I have a page with 3 frames, 3 vertical frames, topF, middleF and bottonF.

The middleF frame have links that opens pop up windows. topF frame have a function inside of it that i want to call via the pop up window or the middleF frame, but unfortunatelly im getting error when i try to use window.topF.document.myfunction().
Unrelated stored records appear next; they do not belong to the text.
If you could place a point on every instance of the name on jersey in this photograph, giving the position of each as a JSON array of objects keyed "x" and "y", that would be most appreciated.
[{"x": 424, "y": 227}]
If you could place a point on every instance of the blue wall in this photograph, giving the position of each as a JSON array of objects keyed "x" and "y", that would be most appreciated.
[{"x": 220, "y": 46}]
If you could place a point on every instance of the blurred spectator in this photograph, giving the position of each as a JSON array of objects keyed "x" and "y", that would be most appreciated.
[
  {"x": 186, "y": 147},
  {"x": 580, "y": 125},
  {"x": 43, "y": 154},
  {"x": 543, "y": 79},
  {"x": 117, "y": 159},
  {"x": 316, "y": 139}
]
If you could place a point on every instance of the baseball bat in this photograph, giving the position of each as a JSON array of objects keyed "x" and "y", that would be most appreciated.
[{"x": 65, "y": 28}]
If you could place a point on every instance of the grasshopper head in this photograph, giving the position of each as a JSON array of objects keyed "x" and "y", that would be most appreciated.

Why? How can it work for the pop up and frames to call a function into another frame?

Thanks!
Ryu

cheesebagpipe
05-10-2003, 12:37 AM
From the pop-up window:

if (opener && !opener.closed) opener.top.topF.myfunction()

From 'middleF':

top.topF.myfunction()

Remember: a function runs in the window where it is defined, not where you call it from.

ryubr
05-10-2003, 01:37 AM
Thank you very much for the help!!!

If its not an abuse.... a question:

On my topF frame i want to get the location href of the middleF frame, it works one time only, if the page f the middleF frame changes the script cant get it anymore and return error :(

function checkURL()
{
theURL = top.middleF.location
alert(theURL)
setTimeout("checkURL;", 1500);
}

why this? Why after the middleF have a new page the function can't get the location anymore? The idea is to get the url and set it to a variable that i will compare everytime that the function executes, if the "current" url is equel to the last one i increase a var, if that var be bigger than a value i will redirect the user (like a session control), but if the url is different i will set that var =0 and set the new value of the var with the last url.

The idea is to have this to check the middleF frame location and if the user is "stoped" and not navigating.

Why the problem of after the middleF location change the function cant get it anymore? The frames remain there, nothing change, could you help me?

Thanks in advance!
Ryu



Originally posted by cheesebagpipe
From the pop-up window:

if (opener && !opener.closed) opener.top.topF.myfunction()

From 'middleF':

top.topF.myfunction()

Remember: a function runs in the window where it is defined, not where you call it from.